Connie
The next morning, Connie busies herself. She has withdrawn fourteen thousand dollars from the bank. She keeps the stacks of cash in a plastic suitcase she bought for twenty dollars and tucks it in the corner of her room’s closet. She dropped off six thousand dollars yesterday for their shipper at the pier, and they have confirmed their departure at midnight.
An hour later, she walks to the grocery store to pick up some food and bottles of water for the trip. It’s a quiet morning; there are only four cars in the lot. Her heart is pounding so hard now that she feels sick. This evening, she and Sam will be off. She’ll tell her daughter about her childhood in the countryside and how she grew vegetables in the spring. She’ll tell her about being unwanted by her father and leaving home. She’ll tell Sam about her own father. About working at the factory. About how all she wanted was to protect Sam. She’ll tell Sam everything she should have told her from the beginning, all that she has kept hidden from her for so many years. Sam will probably frown at first, but her demeanor will soften as her mother softens. At the end, maybe she will break down and share a little of her own secrets, finally reveal what Connie has been suspecting. That she needs help. Connie makes a silent promise to herself that she will not judge her daughter for what she might have done. She’ll listen and accept what has already happened. At the end of it all, they’ll find their way back to each other. Everything is going to be okay. There’s no time to lose.
And then they will be out on the ocean. And then they will be free.
Connie smiles at the thought of it. She is still smiling when she rounds the corner of the store and steps from the curb into the shadows.
A man has emerged from one of the parked cars.
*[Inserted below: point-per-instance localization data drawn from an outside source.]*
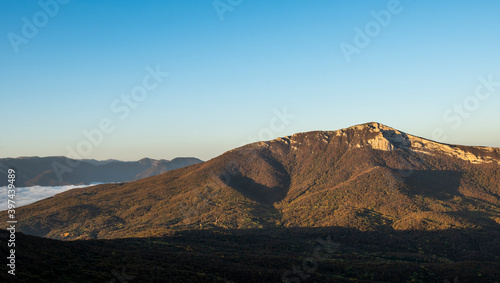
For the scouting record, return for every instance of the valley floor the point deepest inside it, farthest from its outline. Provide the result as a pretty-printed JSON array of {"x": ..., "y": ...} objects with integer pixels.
[{"x": 263, "y": 255}]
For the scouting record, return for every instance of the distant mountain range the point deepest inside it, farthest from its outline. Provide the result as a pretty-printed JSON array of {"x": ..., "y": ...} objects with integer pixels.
[
  {"x": 58, "y": 171},
  {"x": 365, "y": 177}
]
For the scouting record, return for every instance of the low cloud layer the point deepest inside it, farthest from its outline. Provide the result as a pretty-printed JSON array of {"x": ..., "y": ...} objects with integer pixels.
[{"x": 28, "y": 195}]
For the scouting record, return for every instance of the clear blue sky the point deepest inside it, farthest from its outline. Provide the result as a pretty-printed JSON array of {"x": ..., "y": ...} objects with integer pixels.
[{"x": 227, "y": 76}]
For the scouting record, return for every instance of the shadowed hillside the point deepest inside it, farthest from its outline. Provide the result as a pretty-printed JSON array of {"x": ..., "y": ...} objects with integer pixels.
[
  {"x": 265, "y": 255},
  {"x": 365, "y": 177}
]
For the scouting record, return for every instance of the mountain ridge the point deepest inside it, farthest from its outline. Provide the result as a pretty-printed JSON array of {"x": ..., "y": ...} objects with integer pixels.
[
  {"x": 354, "y": 178},
  {"x": 61, "y": 170}
]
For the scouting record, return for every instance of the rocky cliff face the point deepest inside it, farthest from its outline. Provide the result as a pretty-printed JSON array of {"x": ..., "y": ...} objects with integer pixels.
[{"x": 382, "y": 137}]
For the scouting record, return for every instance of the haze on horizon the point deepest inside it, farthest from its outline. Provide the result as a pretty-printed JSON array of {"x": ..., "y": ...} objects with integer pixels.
[{"x": 216, "y": 80}]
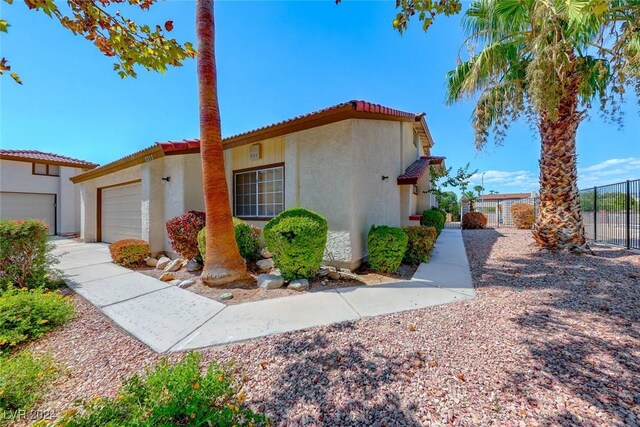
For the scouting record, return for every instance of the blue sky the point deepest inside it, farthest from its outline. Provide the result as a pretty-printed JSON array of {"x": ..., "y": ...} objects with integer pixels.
[{"x": 276, "y": 59}]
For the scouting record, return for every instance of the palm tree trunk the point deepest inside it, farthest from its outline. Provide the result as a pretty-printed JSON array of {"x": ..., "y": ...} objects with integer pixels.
[
  {"x": 223, "y": 263},
  {"x": 559, "y": 222}
]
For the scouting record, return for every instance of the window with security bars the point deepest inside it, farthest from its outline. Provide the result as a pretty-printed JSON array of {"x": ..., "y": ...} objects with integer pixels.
[{"x": 259, "y": 193}]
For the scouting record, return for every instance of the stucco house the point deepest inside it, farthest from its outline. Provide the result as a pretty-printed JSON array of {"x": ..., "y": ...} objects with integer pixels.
[
  {"x": 36, "y": 185},
  {"x": 356, "y": 163}
]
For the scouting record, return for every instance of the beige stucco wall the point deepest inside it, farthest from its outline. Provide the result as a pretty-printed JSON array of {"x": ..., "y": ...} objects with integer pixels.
[{"x": 18, "y": 177}]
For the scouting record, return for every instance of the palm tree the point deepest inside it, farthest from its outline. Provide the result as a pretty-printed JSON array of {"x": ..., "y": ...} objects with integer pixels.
[
  {"x": 223, "y": 263},
  {"x": 548, "y": 60}
]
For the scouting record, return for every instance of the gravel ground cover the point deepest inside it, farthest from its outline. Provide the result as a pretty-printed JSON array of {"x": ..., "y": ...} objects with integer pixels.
[{"x": 552, "y": 339}]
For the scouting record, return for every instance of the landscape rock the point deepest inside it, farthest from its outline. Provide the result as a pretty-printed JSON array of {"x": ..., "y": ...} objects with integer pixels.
[
  {"x": 167, "y": 277},
  {"x": 193, "y": 265},
  {"x": 299, "y": 285},
  {"x": 264, "y": 253},
  {"x": 186, "y": 283},
  {"x": 265, "y": 265},
  {"x": 225, "y": 296},
  {"x": 162, "y": 263},
  {"x": 174, "y": 265},
  {"x": 270, "y": 281}
]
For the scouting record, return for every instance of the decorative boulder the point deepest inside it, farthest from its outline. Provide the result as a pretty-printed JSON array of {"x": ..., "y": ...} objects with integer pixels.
[
  {"x": 299, "y": 285},
  {"x": 270, "y": 281},
  {"x": 265, "y": 265},
  {"x": 167, "y": 277},
  {"x": 174, "y": 265},
  {"x": 162, "y": 263},
  {"x": 193, "y": 265}
]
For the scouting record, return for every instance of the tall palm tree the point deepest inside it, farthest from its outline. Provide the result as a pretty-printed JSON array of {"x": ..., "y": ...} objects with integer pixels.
[
  {"x": 548, "y": 60},
  {"x": 223, "y": 263}
]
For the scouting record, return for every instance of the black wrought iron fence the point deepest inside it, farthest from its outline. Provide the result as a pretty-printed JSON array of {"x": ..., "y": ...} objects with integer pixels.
[{"x": 611, "y": 213}]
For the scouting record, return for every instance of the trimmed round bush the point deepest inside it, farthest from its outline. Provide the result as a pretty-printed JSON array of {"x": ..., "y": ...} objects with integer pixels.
[
  {"x": 420, "y": 243},
  {"x": 247, "y": 239},
  {"x": 297, "y": 238},
  {"x": 386, "y": 246},
  {"x": 474, "y": 221},
  {"x": 433, "y": 218},
  {"x": 129, "y": 252},
  {"x": 183, "y": 233},
  {"x": 523, "y": 215}
]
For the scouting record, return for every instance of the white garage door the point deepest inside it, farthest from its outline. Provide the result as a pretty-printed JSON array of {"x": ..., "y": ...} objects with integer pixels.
[
  {"x": 121, "y": 212},
  {"x": 29, "y": 206}
]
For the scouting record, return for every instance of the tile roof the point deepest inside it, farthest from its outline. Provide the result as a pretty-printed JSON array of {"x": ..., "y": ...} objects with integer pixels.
[
  {"x": 39, "y": 156},
  {"x": 417, "y": 169}
]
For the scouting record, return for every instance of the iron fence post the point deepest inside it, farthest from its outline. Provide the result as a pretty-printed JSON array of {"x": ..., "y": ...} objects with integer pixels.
[
  {"x": 628, "y": 214},
  {"x": 595, "y": 214}
]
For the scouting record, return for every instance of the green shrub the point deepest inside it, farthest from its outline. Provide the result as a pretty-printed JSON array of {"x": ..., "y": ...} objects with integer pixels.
[
  {"x": 25, "y": 254},
  {"x": 27, "y": 314},
  {"x": 170, "y": 395},
  {"x": 387, "y": 246},
  {"x": 297, "y": 238},
  {"x": 129, "y": 252},
  {"x": 23, "y": 380},
  {"x": 247, "y": 238},
  {"x": 420, "y": 243},
  {"x": 433, "y": 218}
]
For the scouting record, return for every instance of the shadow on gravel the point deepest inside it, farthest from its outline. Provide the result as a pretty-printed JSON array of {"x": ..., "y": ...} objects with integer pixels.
[
  {"x": 580, "y": 319},
  {"x": 337, "y": 386}
]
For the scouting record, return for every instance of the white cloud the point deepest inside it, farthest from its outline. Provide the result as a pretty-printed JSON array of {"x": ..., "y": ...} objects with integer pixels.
[{"x": 609, "y": 172}]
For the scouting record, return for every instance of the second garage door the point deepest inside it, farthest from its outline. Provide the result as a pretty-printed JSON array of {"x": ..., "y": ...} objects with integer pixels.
[{"x": 121, "y": 212}]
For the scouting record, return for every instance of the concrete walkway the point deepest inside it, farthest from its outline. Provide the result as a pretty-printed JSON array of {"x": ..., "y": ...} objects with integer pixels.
[{"x": 169, "y": 319}]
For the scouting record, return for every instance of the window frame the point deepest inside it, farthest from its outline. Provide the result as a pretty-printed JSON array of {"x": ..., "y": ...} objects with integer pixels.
[
  {"x": 256, "y": 170},
  {"x": 46, "y": 165}
]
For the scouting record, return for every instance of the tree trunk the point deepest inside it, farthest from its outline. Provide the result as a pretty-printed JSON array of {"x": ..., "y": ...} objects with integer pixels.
[
  {"x": 223, "y": 263},
  {"x": 559, "y": 222}
]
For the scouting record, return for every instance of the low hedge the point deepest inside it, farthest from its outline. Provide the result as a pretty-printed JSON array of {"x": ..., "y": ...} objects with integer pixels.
[
  {"x": 297, "y": 238},
  {"x": 247, "y": 239},
  {"x": 474, "y": 220},
  {"x": 24, "y": 378},
  {"x": 421, "y": 240},
  {"x": 523, "y": 215},
  {"x": 386, "y": 246},
  {"x": 26, "y": 258},
  {"x": 27, "y": 314},
  {"x": 129, "y": 252},
  {"x": 183, "y": 233},
  {"x": 171, "y": 395},
  {"x": 433, "y": 218}
]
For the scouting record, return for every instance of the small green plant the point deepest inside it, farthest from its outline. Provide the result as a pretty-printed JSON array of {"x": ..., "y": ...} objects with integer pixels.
[
  {"x": 420, "y": 243},
  {"x": 433, "y": 218},
  {"x": 129, "y": 252},
  {"x": 27, "y": 314},
  {"x": 247, "y": 238},
  {"x": 170, "y": 395},
  {"x": 387, "y": 246},
  {"x": 297, "y": 238},
  {"x": 26, "y": 258},
  {"x": 24, "y": 378}
]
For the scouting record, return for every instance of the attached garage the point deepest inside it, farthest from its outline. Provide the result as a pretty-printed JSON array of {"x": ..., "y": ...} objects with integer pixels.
[
  {"x": 29, "y": 206},
  {"x": 120, "y": 212}
]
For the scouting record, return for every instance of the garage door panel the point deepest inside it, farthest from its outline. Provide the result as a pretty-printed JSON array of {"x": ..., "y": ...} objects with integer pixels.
[
  {"x": 121, "y": 212},
  {"x": 29, "y": 206}
]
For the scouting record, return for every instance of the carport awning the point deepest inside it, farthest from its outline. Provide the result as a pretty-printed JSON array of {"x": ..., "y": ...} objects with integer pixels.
[{"x": 417, "y": 169}]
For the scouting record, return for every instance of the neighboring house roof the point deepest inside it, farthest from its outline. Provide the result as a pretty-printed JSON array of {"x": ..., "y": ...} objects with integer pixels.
[
  {"x": 34, "y": 156},
  {"x": 347, "y": 110},
  {"x": 417, "y": 169}
]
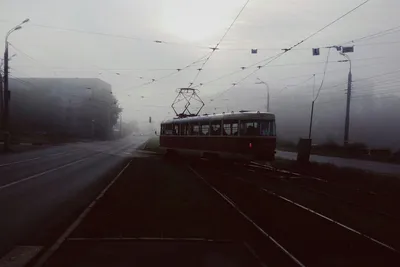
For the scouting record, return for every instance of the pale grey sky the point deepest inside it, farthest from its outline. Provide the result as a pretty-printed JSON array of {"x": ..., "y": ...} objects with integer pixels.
[{"x": 188, "y": 27}]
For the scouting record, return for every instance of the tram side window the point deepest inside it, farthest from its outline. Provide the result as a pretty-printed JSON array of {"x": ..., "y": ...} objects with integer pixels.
[
  {"x": 175, "y": 129},
  {"x": 249, "y": 128},
  {"x": 195, "y": 129},
  {"x": 267, "y": 128},
  {"x": 167, "y": 129},
  {"x": 235, "y": 127},
  {"x": 215, "y": 128},
  {"x": 205, "y": 129},
  {"x": 227, "y": 128}
]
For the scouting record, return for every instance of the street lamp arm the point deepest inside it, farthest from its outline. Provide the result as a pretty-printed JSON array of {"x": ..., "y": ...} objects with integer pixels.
[{"x": 347, "y": 57}]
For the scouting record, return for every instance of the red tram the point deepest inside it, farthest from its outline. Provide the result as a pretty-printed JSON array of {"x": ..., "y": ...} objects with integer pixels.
[{"x": 243, "y": 135}]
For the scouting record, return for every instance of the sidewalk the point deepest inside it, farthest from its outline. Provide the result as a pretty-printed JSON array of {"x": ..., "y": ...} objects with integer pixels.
[{"x": 373, "y": 166}]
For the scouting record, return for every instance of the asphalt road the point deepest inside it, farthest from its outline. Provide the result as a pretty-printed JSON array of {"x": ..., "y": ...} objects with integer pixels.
[
  {"x": 41, "y": 191},
  {"x": 366, "y": 165}
]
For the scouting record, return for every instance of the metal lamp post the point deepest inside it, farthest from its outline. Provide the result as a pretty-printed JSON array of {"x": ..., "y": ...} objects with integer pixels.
[
  {"x": 349, "y": 85},
  {"x": 267, "y": 86},
  {"x": 6, "y": 94}
]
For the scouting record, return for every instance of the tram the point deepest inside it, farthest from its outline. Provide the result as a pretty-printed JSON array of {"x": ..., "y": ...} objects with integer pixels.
[{"x": 241, "y": 135}]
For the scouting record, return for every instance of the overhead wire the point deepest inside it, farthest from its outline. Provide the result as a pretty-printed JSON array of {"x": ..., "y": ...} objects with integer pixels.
[
  {"x": 219, "y": 42},
  {"x": 375, "y": 35},
  {"x": 170, "y": 74},
  {"x": 323, "y": 77},
  {"x": 286, "y": 50}
]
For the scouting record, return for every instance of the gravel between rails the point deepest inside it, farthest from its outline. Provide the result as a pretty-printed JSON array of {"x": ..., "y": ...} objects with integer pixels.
[
  {"x": 313, "y": 240},
  {"x": 155, "y": 200}
]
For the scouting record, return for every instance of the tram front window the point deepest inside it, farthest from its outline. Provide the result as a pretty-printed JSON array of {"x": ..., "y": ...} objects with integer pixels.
[{"x": 257, "y": 128}]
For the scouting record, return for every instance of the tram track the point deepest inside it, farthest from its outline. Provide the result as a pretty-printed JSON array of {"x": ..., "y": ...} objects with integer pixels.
[
  {"x": 353, "y": 197},
  {"x": 311, "y": 236}
]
A gold pin gleams on his collar.
Sam coming with her. The two of them sailing away, landing on theshores of her motherland, finding a house in the countryside, starting a new life. In another world, maybe. In another time, perhaps.
But not in this world. Not in this time. Connie meets the man’s eyes and knows everything is impossible.
They will never find their way back to each other.
They are not going to be okay.
They will never be free.
[…] Therefore, alchemy is sometimes seen as a glimpse into alternate worlds: what if this were that instead, what if we took this path instead of that one. Each path is both equal and opposite, a multiverse of choices where one’s dream is another’s nightmare, one’s blessing is another’s curse.